27th October 2012 10:15 AM

Chief Executive Officer of now grounded Kingfisher Airlines, Sanjay Aggarwal on Friday met Director General of Civil Aviation, Arun Mishra to apprise him about the revival plans of the airline.

Coming out after a 30-minute meeting with DGCA, Aggarwal said, “It was a general meeting to get a better understanding about presenting the revival plan of the airline. We will get back to them very soon.”

Aggarwal said the airline had not submitted a revival plan as yet but would do that soon. He also hinted that the airline would use its own resources to fund its revival.

“No time-frame has been specified,” the Kingfisher CEO said on being asked if DGCA had put a deadline for the submission of a revival plan. He also did not speak about when DGCA was planning to revoke the airlines’ suspended licence.

Sources within the airline said that the top management of the carrier will put their heads together from today to thrash out a revival plan soon. “This would include the number of aircraft they have, the routes they want to operate on, apart from financial issues including debt repayment,” the sources said adding they would have to submit a comprehensive plan on all these issues to convince DGCA to revoke suspension of their flying permit.

But resumption of Kingfisher’s flights may take at least 3-4 weeks as the airline would have to satisfy DGCA on safety issues as well as the viability of their financial and operational plans.

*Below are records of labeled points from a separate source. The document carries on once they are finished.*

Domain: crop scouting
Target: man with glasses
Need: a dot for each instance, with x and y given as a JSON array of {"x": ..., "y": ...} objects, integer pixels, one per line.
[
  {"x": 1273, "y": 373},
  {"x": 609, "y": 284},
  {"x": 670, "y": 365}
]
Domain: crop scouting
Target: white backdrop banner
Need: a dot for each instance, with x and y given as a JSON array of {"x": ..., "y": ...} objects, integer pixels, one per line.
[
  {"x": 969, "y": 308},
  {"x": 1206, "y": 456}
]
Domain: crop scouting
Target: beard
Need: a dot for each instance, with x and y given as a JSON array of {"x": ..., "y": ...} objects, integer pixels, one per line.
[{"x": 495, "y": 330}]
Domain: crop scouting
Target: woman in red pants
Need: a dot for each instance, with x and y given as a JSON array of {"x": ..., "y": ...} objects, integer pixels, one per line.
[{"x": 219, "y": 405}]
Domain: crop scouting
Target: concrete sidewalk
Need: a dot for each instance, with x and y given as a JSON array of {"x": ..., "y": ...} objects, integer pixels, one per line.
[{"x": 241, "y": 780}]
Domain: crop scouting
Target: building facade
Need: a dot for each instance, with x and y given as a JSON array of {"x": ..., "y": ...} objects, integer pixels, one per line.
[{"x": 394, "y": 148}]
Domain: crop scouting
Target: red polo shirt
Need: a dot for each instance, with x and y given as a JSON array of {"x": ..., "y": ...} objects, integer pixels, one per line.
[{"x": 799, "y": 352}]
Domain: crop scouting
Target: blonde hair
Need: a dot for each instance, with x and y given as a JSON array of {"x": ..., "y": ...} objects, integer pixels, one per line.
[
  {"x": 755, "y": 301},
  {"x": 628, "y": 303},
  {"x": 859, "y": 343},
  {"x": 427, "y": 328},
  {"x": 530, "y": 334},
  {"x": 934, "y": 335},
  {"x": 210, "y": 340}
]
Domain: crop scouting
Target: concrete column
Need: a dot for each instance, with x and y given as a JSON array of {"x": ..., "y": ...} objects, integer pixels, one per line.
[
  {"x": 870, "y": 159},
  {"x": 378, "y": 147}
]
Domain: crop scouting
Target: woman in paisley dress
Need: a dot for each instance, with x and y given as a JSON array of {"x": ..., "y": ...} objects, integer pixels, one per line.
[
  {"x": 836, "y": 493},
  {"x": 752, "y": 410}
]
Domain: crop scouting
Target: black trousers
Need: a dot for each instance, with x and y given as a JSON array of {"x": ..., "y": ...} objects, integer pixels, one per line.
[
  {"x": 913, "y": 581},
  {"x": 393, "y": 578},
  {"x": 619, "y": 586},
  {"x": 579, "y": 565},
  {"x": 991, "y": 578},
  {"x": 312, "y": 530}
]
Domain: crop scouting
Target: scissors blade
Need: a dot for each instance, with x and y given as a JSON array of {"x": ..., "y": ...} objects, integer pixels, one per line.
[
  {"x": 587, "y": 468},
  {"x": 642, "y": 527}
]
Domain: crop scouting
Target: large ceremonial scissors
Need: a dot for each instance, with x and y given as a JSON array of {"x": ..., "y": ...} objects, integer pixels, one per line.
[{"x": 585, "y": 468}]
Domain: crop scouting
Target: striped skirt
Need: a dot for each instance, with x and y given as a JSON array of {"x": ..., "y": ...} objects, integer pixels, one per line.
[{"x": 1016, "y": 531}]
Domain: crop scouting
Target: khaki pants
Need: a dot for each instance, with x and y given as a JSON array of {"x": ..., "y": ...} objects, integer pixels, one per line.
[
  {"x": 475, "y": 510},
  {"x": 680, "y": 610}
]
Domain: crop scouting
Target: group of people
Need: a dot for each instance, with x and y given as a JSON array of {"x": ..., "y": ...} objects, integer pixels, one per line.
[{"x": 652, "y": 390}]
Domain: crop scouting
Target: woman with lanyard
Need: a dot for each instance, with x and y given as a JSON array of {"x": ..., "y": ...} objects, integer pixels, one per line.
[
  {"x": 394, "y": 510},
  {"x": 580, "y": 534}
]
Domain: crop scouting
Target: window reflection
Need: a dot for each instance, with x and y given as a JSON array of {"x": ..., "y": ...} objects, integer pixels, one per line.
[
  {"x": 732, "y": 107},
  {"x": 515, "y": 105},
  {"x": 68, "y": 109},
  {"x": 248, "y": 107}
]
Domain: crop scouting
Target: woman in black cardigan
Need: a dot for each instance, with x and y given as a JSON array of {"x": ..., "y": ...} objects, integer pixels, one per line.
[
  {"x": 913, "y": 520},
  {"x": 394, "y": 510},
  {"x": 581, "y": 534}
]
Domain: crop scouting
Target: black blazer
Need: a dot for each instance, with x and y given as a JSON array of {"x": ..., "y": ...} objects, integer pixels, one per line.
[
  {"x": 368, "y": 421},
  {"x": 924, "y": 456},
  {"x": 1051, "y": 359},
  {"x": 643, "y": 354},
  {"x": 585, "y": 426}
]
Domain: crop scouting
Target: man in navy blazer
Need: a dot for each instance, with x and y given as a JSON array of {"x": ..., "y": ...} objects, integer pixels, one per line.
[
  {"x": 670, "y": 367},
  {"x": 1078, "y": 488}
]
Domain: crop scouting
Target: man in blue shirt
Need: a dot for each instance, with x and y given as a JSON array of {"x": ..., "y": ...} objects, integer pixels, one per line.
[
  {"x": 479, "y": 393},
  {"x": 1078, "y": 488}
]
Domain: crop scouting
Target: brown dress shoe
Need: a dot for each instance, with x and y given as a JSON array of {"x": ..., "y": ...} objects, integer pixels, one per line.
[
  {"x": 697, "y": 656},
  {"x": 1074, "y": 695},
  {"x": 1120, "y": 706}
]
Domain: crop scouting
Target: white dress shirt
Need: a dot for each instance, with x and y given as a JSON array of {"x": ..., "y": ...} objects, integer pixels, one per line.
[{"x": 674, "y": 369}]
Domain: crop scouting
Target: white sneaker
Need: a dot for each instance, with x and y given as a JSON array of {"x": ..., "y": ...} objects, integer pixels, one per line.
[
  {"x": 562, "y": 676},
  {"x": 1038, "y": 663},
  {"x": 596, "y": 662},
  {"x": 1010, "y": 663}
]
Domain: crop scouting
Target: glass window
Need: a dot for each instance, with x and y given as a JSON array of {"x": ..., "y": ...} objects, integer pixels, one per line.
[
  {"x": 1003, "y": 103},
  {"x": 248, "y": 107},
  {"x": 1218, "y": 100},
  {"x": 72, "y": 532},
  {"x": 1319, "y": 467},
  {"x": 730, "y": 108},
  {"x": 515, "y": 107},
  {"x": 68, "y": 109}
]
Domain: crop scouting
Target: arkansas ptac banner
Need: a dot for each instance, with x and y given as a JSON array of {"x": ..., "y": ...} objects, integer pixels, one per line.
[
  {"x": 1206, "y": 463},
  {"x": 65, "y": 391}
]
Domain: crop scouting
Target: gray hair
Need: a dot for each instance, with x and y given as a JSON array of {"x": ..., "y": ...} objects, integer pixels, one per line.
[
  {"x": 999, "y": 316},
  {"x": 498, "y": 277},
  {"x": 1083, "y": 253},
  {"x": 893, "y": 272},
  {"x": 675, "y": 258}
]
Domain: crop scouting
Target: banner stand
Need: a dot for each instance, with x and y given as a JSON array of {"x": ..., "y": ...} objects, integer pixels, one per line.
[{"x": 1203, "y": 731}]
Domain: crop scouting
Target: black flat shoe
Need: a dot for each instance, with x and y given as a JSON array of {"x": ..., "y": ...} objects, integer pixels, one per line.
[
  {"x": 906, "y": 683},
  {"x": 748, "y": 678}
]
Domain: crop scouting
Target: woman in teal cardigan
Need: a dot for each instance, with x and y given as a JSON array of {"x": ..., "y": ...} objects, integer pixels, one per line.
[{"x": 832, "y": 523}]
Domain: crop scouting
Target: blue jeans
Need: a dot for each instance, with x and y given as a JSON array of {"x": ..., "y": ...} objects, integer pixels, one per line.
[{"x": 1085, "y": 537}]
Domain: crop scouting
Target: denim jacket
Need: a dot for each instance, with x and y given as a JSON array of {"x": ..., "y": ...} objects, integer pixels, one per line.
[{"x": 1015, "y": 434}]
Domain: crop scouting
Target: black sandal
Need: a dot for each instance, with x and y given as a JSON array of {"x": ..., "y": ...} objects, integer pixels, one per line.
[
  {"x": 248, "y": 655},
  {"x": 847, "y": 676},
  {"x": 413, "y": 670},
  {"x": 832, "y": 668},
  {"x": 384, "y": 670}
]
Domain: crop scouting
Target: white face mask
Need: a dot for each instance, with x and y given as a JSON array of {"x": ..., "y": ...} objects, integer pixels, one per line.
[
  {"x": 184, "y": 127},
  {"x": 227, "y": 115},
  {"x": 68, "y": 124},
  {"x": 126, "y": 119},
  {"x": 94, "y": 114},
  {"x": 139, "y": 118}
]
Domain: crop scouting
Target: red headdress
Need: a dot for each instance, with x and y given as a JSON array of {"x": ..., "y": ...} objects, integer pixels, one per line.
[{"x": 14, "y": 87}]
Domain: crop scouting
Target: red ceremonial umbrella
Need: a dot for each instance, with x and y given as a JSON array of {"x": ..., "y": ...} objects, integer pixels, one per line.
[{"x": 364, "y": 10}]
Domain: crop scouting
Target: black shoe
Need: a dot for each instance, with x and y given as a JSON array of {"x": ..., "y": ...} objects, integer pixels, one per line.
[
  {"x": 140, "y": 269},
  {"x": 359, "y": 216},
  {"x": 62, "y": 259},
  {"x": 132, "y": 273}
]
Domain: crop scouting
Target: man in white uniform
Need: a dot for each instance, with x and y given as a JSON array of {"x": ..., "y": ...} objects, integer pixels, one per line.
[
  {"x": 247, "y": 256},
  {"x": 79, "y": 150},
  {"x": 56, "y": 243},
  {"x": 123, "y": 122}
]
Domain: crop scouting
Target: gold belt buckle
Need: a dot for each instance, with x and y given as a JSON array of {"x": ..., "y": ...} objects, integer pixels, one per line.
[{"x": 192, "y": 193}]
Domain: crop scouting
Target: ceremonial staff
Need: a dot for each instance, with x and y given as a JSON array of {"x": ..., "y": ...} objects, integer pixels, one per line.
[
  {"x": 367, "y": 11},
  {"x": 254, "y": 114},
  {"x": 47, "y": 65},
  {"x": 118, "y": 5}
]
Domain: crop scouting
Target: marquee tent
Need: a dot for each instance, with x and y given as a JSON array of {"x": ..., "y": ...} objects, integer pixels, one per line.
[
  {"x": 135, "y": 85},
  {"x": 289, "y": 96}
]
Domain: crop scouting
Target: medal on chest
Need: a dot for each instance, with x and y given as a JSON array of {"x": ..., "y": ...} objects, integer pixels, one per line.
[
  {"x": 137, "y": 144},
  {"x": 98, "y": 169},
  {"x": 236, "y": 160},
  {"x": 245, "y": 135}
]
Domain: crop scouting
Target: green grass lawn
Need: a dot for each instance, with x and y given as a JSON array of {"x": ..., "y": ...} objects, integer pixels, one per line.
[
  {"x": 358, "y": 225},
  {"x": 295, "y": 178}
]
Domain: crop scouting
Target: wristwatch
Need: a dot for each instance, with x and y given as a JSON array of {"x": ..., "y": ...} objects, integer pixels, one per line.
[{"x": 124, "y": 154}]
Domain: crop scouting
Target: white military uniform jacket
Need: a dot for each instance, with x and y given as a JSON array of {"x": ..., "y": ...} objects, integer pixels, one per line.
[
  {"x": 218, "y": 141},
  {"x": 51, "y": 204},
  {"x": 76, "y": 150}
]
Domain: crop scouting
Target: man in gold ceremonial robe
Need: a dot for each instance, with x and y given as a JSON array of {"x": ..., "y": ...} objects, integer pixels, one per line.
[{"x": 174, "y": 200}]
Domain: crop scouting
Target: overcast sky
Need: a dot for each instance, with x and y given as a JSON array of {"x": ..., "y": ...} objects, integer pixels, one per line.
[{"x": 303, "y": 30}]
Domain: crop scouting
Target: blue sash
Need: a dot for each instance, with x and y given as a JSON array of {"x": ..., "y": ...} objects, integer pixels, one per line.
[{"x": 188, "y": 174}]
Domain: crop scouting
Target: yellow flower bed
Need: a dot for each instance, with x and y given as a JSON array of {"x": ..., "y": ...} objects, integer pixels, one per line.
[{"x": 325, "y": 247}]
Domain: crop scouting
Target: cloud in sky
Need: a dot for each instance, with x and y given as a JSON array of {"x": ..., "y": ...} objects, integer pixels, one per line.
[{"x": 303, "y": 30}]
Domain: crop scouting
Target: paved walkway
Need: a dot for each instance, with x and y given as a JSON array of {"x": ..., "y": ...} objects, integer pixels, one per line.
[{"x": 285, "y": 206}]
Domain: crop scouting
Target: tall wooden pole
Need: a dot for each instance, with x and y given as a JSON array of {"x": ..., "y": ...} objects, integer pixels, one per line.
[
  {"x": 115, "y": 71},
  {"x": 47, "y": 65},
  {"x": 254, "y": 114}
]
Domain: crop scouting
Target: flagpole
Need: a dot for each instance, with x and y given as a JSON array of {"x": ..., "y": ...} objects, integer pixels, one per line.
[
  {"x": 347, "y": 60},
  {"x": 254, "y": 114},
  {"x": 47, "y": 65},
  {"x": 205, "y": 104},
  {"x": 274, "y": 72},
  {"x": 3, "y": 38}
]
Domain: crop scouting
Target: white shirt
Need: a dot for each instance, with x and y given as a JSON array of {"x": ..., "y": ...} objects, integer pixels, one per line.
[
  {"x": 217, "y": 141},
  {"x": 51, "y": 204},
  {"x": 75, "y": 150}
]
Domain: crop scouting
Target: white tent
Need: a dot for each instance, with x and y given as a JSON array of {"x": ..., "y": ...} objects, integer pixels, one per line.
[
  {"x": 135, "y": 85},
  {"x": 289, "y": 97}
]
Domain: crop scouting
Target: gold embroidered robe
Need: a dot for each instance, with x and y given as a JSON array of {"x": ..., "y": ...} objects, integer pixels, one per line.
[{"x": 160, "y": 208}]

Regarding the proposed revival plan of the airline experts feel that the airline will face a lot of headwinds as any revival at this point in time would cost as much as $1 billion.

Kingfisher Airline’s licence was suspended by DGCA on October 20 as it failed to convince the aviation regulator with a credible revival plan and had also not ironed out issues regarding payment of overdue wages to its employees.

However, the airline on Thursday paid a part of the salaries to its employees after which they agreed to report back to work. The airline still owes about six month salaries to its employees.

Kingfisher employees have now resumed work after a 27-day strike and a 25-day lockout that was lifted by the management as it agreed to pay by December-end, four months salary dues to the employees in a staggered manner.

The striking employees had earlier stepped up the heat demanding an immediate settlement while threatening to take their protest to the upcoming Formula One Grand Prix in which airline promoter Vijay Mallya owns a substantial stake in Sahara Force India racing team.

The carrier, which had a fleet of 66 aircraft last year, now has 10 — seven airbus A-320s and three ATR turbo-props. It is saddled with a loss of Rs 8,000 crore and a debt burden of another over Rs 7,524 crore a large part of which has not been serviced since January.